Ein letzter Gedanke: Es ist gut, dass das Saarland in Berlin Freunde hat – und dazu zählen wir Sie, lieber Herr Hecken. Wahr ist aber auch: völlig unabhängig von der Frage, ob wir letztlich primär ein Einnahme- oder Ausgabeproblem haben - wenn wir hier unsere Hausaufgaben nicht machen, können und werden uns auch Freunde in Berlin nicht helfen.
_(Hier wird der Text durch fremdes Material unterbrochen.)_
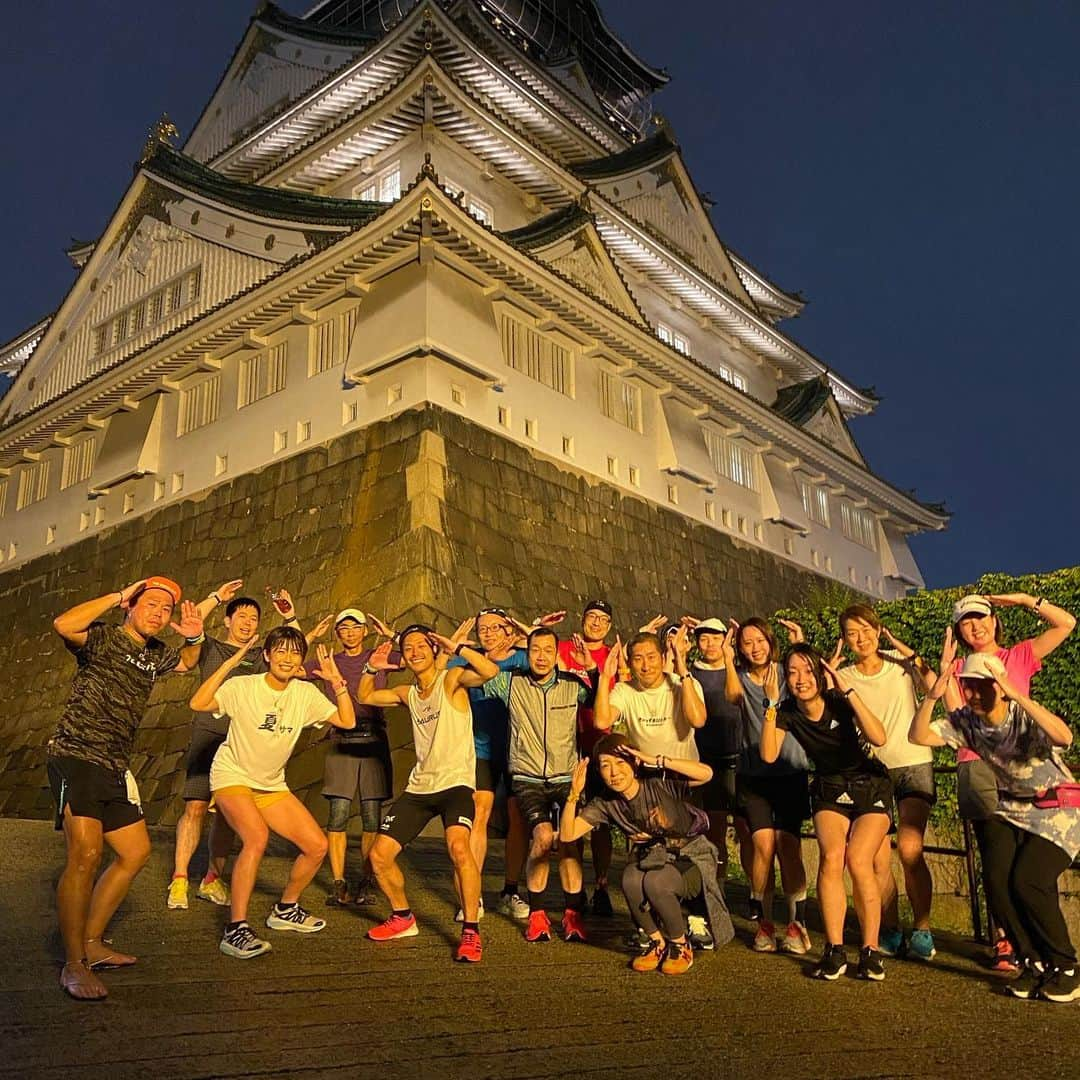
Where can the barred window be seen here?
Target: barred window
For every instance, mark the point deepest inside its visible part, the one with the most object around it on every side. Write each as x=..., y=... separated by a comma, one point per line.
x=733, y=460
x=200, y=405
x=859, y=525
x=814, y=502
x=78, y=461
x=261, y=375
x=621, y=401
x=32, y=484
x=529, y=352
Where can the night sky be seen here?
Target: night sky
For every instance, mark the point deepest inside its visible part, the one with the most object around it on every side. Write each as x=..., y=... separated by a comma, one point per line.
x=910, y=169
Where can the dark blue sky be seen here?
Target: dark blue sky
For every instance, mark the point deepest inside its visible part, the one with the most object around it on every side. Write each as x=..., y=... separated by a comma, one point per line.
x=912, y=169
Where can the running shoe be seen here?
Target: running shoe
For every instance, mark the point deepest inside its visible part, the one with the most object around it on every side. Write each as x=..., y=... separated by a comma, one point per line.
x=460, y=917
x=470, y=948
x=396, y=926
x=765, y=940
x=177, y=894
x=796, y=940
x=539, y=928
x=1061, y=986
x=700, y=936
x=574, y=929
x=513, y=905
x=834, y=963
x=216, y=892
x=649, y=958
x=1027, y=984
x=339, y=894
x=242, y=943
x=1004, y=958
x=602, y=903
x=891, y=942
x=295, y=918
x=869, y=964
x=921, y=946
x=678, y=959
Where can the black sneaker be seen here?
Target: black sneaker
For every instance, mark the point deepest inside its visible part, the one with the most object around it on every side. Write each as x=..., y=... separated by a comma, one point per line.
x=869, y=964
x=1061, y=986
x=834, y=963
x=602, y=904
x=1026, y=984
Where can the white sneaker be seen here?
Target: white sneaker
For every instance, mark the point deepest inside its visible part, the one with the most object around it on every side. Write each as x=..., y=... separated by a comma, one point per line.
x=460, y=917
x=294, y=918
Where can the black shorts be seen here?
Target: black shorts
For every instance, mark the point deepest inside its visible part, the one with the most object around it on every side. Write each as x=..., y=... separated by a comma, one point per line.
x=852, y=796
x=92, y=791
x=914, y=782
x=406, y=819
x=489, y=771
x=200, y=757
x=718, y=795
x=779, y=802
x=541, y=802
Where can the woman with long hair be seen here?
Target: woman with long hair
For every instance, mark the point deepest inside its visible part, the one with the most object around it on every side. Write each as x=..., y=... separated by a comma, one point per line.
x=850, y=793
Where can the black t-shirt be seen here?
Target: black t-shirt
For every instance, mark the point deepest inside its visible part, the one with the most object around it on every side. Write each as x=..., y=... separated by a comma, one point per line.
x=109, y=694
x=661, y=808
x=833, y=743
x=721, y=736
x=213, y=653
Unser letztjähriger Preisträger hat kürzlich in einem Internet-Blog dem Saarland schon das Sterbeglöckchen geläutet. In seiner bekannt provokativen Art mussten wir da lesen – Zitat: „Ob und inwieweit die sogenannte Eigenstaatlichkeit (des Saarlands) für BürgerInnen einen irgendwie gearteten Nutzen hat wird – zu Recht – von immer mehr Menschen bezweifelt. ... Das Unabwendbare und Zwingende wird geschehen, das Saarland, das nur von einer politisch-medialen Clique – mit Metastasen in der Wirtschaft – gebraucht wird, wird genauso wie die DDR aufhören zu existieren.“ Zitat Ende.

 

Liebe Freunde, strengen wir uns gemeinsam an, dass Roland Lorenz widerlegt wird. Es liegt zu einem guten Teil an uns selbst, ob ein eigenständiges Saarland für die Bürger Nutzen hat. Würden alle so unbestechlich, korrekt und verantwortungsbewusst arbeiten wie unser diesjähriger Preisträger, dann müsste uns nicht bange sein. Ich bin gespannt auf die Laudatio von Herrn Hecken.